D’un point de vue didactique, l’injonction visant à « motiver » les élèves en partant de thèmes susceptibles de les intéresser pour leur permettre « d’apprendre » nous semble peu pertinente. Cela nous invite à réfléchir sur les situations qui créent les conditions de l’apprentissage. Il faut rappeler que le savoir est toujours une réponse à un problème. Comme l’expliquent Jean-Pierre Astolfi, Eliane Darot, Yvette Ginsburger-Vogel et Jacques Toussaint, « le rôle du maître est plutôt d’amener les élèves à assumer intellectuellement un problème qui, au départ, leur est extérieur, afin qu’ils prennent en charge les moyens conceptuels de sa résolution ». Pour ce faire, il faut partir de situations problèmes ou de paradoxe comme le recommande le préambule du programme.
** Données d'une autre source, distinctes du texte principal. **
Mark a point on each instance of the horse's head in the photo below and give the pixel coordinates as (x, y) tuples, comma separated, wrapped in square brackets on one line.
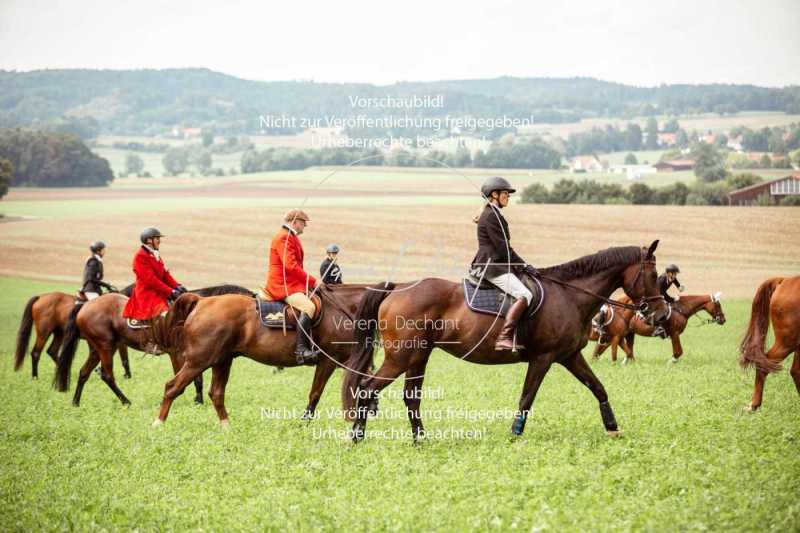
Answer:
[(714, 308), (640, 284)]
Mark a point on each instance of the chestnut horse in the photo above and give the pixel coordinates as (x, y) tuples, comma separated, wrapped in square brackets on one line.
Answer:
[(211, 332), (100, 322), (439, 317), (778, 299), (627, 324), (48, 313)]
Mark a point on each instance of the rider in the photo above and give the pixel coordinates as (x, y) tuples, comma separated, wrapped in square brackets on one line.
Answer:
[(668, 279), (329, 270), (155, 286), (497, 262), (286, 280), (93, 283)]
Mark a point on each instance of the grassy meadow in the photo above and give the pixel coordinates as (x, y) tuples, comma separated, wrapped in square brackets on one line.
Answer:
[(689, 459)]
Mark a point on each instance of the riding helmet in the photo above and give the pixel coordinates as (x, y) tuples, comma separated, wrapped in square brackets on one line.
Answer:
[(496, 183), (149, 233)]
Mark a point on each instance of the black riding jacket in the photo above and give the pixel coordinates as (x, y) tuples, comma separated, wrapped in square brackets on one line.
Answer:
[(494, 246), (93, 276), (332, 276), (663, 285)]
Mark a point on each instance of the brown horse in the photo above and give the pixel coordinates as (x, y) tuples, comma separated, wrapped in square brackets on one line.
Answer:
[(414, 319), (100, 322), (211, 332), (49, 313), (675, 324), (778, 299)]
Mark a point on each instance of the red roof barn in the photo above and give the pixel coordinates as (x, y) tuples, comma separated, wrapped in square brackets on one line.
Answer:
[(777, 189)]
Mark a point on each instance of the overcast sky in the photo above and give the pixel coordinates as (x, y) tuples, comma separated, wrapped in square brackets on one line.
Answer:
[(634, 42)]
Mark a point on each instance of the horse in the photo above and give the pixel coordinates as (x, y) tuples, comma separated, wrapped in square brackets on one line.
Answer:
[(211, 332), (675, 324), (439, 317), (777, 299), (49, 313), (101, 323)]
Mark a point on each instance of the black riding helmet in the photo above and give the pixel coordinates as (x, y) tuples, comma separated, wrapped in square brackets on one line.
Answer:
[(149, 233), (496, 183)]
Cela permet de saisir les représentations sociales des élèves qui, dans de nombreux cas, peuvent s’avérer un obstacle aux apprentissages. Cette démarche permet d’éveiller la curiosité des élèves qui vont chercher à comprendre pourquoi leur représentation du monde est erronée et crée ainsi les conditions d’un apprentissage efficace. Ces travaux didactiques écartent les notions de « motivation » ou de « participation active » comme moyen d’apprentissage puisque celles-ci découlent des situations permettant de créer les conditions d’apprentissage. C’est dans cette optique que nous nous opposons aux méthodes actives défendues par Jean-Yves Mas.
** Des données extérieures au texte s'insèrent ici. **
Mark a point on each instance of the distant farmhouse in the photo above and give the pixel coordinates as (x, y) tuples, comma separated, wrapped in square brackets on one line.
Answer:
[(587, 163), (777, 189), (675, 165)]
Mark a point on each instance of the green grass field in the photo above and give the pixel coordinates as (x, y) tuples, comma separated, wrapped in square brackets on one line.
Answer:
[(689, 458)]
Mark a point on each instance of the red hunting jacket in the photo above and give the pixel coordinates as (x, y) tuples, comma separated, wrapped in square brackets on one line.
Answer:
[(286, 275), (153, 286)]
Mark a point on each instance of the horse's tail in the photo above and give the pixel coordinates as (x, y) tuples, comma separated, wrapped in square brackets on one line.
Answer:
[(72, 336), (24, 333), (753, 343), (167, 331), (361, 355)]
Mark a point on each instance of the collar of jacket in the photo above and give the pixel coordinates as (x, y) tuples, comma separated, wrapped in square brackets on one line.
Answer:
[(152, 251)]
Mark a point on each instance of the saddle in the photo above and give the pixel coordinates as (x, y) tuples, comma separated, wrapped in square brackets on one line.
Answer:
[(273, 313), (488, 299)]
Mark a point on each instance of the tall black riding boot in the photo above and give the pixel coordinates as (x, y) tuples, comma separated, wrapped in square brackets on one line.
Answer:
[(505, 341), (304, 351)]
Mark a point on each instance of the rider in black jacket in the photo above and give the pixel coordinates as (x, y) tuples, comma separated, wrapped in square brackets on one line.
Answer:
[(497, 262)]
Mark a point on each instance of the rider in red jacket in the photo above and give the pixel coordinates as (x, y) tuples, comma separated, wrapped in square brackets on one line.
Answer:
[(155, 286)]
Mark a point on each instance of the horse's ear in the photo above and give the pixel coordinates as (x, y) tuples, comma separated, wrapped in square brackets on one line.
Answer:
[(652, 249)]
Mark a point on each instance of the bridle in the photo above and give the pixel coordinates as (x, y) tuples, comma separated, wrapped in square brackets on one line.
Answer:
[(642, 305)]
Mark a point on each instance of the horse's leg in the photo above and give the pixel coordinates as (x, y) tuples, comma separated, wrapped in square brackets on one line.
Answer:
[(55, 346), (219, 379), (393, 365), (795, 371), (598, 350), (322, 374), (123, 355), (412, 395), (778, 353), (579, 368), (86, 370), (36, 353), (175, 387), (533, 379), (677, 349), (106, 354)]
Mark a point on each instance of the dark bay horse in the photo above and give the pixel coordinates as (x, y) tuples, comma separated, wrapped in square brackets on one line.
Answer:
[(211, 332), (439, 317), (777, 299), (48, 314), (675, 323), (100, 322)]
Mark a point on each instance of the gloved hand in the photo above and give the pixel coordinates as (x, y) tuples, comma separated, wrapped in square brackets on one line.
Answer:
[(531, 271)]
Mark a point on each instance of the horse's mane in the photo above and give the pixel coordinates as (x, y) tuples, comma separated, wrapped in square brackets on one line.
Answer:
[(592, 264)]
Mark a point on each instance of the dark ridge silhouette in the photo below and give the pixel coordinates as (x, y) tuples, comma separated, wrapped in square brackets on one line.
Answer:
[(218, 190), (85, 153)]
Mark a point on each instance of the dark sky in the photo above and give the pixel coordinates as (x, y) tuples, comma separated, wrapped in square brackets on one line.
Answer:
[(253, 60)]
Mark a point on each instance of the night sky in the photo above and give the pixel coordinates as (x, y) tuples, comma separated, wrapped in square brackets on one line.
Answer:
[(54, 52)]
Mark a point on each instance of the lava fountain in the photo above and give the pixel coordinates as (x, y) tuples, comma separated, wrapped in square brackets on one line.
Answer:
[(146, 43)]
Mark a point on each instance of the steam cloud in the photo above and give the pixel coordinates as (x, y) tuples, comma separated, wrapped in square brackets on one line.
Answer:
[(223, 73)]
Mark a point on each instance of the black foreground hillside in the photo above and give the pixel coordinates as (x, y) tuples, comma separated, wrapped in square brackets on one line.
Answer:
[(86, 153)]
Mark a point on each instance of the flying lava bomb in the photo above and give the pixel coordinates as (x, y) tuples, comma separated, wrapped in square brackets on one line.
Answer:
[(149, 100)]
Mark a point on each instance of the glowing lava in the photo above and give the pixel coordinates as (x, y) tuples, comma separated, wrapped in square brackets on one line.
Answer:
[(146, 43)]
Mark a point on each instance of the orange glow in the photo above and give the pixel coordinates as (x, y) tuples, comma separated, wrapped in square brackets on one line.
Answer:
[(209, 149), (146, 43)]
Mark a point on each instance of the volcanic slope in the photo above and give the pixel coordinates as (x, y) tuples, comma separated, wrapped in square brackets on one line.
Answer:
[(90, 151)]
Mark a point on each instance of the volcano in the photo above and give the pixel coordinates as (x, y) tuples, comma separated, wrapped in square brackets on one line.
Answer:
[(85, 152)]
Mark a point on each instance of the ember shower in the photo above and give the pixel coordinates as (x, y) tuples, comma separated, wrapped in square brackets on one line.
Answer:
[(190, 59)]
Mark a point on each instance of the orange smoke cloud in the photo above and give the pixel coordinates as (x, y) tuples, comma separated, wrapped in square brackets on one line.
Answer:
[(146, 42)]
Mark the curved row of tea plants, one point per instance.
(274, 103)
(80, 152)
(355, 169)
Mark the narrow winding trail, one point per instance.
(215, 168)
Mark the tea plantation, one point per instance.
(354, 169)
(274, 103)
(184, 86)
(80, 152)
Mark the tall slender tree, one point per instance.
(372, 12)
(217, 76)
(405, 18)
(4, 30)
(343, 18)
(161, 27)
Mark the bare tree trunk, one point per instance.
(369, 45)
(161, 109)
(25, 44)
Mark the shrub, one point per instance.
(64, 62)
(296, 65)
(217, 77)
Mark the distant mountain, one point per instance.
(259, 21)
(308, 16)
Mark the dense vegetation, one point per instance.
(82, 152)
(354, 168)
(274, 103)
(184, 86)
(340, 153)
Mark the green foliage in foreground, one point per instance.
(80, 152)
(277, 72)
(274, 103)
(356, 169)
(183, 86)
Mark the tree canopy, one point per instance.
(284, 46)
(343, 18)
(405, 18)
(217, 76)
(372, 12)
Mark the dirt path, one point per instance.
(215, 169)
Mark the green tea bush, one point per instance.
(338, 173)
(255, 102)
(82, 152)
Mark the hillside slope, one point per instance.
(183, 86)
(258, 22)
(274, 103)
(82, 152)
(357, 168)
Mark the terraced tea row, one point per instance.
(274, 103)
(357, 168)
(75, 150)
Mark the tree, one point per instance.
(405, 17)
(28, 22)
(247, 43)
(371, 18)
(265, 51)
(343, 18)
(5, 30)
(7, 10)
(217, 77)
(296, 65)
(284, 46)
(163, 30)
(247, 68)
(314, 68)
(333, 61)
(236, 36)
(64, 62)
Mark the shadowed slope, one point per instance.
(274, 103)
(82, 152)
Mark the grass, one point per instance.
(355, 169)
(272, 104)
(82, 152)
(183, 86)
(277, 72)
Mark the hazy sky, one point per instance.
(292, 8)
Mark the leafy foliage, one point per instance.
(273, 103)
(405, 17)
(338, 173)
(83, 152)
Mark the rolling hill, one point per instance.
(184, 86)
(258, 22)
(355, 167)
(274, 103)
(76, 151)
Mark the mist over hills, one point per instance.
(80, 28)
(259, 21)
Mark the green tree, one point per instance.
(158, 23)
Au total, le texte de Jean-Yves Mas se situe dans le prolongement de ce qui peut être appelé « la doxa des SES » qui fait de la pédagogie inductive la pierre angulaire de l’enseignement des SES. Face à cette tradition, nous proposons de prendre en compte les travaux en sciences de l’éducation qui remettent en cause les pédagogies invisibles et les réflexions sur la didactique des SES. Former les élèves à des savoirs rigoureux et ambitieux fondés sur les acquis de la science économique, de la sociologie et de la science politique, respecter la neutralité axiologique, favoriser l’autonomie intellectuelle dans le cadre d’apprentissages explicitement mis en œuvre, nous semble être l’optique dans laquelle l’enseignement des SES doit être assuré. Les actuels programmes se situent dans cette perspective. Ils peuvent être actualisés et amendés, mais l’esprit qui les anime, tant sur le plan scientifique que sur le plan didactique, doit être conservé.

Marion Navarro
Enseignante de SES dans l’académie de Lyon

Margaux Osenda
Enseignante de SES dans l’académie d’Orléans Tours et membre de l’APSES

Bibliographie

  • Supports pédagogiques et inégalités scolaires, sous la direction de Stéphane Bonnéry, La Dispute, collection « L’enjeu scolaire », 2015.
  • Patrick Rayou et Elisabeth Bautier, Les inégalités d’apprentissages, programmes, pratiques et malentendus scolaires, PUF, collection « Education et société », 2013.
  • Jean-Pierre Astolfi, Eliane Darot, Yvette Ginsburger-Vogel et Jacques Toussaint, Mots clés de la didactique des sciences, éd De Boeck, collection « Pratiques pédagogiques », 2008.